Baidu has unveiled new work done at their Silicon Valley AI Lab (SVAIL). This include the ability to accurately recognize both English and Mandarin with a single learning algorithm. The algorithm replaces entire pipelines of hand-engineered components with neural networks.

SVAIL’s Deep Speech system, announced last year, initially focused on improving English speech recognition accuracy in noisy environments like restaurants, cars and public transportation.

Over the past year, the researchers improved Deep Speech’s performance in English and also trained it to transcribe Mandarin.

The Mandarin version achieves high accuracy in many scenarios and is ready to be deployed on a large scale in real-world applications, such as web searches on mobile devices.

Andrew Ng, Chief Scientist at Baidu, commented: "SVAIL has demonstrated that our end-to-end deep learning approach can be used to recognize very different languages.

Key to our approach is our use of high-performance computing techniques, which resulted in a 7x speedup compared to last year at this time. Because of this efficiency, experiments that previously took weeks now run in days. This enables us to iterate more quickly."

Commenting on Deep Speech’s high-performance computing architecture, Dr. Bill Dally, Chief Scientist, NVIDIA, said: "I am very impressed by the efficiency Deep Speech achieves by using batching to deploy DNNs for speech recognition on GPUs. Deep Speech also achieves remarkable throughput while training RNNs on clusters of 16 GPUs. "

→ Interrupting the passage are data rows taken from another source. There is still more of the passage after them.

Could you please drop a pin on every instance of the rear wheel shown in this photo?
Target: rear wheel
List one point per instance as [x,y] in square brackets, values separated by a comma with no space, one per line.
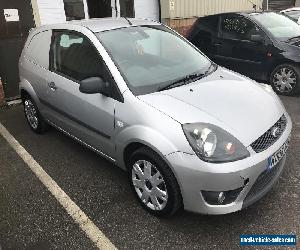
[33,116]
[154,183]
[285,79]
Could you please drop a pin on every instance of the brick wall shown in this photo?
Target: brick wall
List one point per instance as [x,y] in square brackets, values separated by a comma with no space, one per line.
[182,26]
[2,101]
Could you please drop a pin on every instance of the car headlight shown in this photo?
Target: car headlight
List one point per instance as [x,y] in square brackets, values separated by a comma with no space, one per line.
[213,144]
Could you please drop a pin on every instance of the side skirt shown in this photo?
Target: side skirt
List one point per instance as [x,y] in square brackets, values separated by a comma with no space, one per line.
[82,142]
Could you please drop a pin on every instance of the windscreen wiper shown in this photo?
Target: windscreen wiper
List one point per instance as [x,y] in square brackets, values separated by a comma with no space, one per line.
[188,79]
[182,81]
[293,38]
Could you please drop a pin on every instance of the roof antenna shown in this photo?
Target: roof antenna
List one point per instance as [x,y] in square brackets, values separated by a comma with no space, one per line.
[116,10]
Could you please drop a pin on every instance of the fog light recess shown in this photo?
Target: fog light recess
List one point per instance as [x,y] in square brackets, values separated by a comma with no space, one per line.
[221,197]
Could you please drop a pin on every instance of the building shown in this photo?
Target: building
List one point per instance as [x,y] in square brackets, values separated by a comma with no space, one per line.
[17,17]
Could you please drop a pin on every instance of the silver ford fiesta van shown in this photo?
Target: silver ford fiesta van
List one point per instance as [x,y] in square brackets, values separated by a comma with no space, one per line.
[191,134]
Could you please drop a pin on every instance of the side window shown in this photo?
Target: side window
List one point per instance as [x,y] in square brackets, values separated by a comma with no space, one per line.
[127,8]
[74,56]
[204,30]
[38,49]
[238,28]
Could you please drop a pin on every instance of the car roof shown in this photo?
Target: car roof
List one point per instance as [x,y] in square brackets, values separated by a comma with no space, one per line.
[243,13]
[290,9]
[102,24]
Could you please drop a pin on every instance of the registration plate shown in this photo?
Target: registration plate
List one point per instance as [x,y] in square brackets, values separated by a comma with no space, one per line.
[276,157]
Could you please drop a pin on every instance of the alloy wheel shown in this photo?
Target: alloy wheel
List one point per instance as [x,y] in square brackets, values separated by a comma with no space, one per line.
[149,185]
[285,80]
[31,114]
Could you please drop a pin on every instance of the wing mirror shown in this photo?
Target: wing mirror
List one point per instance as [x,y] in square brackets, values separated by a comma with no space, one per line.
[256,38]
[94,85]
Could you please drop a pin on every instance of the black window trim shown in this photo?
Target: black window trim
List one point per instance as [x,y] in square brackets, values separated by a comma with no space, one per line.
[241,16]
[116,95]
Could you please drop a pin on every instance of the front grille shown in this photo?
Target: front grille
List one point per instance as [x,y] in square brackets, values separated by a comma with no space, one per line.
[269,138]
[262,181]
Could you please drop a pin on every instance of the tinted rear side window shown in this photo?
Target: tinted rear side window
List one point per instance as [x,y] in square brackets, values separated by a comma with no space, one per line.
[38,49]
[74,56]
[237,28]
[204,30]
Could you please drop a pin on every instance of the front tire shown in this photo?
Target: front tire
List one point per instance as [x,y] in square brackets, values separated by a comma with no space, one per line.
[153,183]
[285,79]
[33,116]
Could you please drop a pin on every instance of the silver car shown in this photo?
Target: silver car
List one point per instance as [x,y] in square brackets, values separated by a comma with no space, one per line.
[191,134]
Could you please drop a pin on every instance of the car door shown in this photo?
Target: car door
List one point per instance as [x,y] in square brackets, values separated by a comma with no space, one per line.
[88,117]
[236,48]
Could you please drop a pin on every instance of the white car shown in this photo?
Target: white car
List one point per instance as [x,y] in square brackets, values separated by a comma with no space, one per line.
[293,13]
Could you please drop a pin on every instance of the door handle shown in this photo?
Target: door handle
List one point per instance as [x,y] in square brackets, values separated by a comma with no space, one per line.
[52,86]
[219,44]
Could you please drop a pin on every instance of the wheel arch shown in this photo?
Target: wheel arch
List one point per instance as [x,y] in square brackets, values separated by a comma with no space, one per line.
[278,63]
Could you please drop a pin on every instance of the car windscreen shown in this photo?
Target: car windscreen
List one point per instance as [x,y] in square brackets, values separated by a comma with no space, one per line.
[294,14]
[151,57]
[280,26]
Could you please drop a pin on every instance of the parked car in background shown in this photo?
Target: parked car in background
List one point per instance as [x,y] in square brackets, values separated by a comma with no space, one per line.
[190,133]
[293,13]
[262,45]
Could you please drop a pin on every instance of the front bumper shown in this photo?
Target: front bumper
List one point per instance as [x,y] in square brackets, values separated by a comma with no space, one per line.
[250,175]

"We believe these techniques will continue to scale, and thus conclude that the vision of a single speech system that outperforms humans in most scenarios is imminently achievable," conclude the researchers.

In the paper, SVAIL also reported that Deep Speech is learning to process English spoken in various accents from around the world. Currently, such processing is challenging for popular speech systems used by mobile devices.

Deep Speech has made rapid improvement on a range of English accents, including Indian-accented English as well as accents from countries in Europe where English is not the first language.

"I had a glimpse of Deep Speech’s potential when I previewed it in its infancy last year," said Dr. Ian Lane, Assistant Research Professor of Engineering, Carnegie Mellon University. "Today, after a relatively short time, Deep Speech has made significant progress.

Using a single end-to-end system, it handles not only English but Mandarin, and is on its way to being released into production. I’m intrigued by Baidu’s Batch Dispatch process and its capacity to shape the way large deep neural networks are deployed on GPUs in the cloud."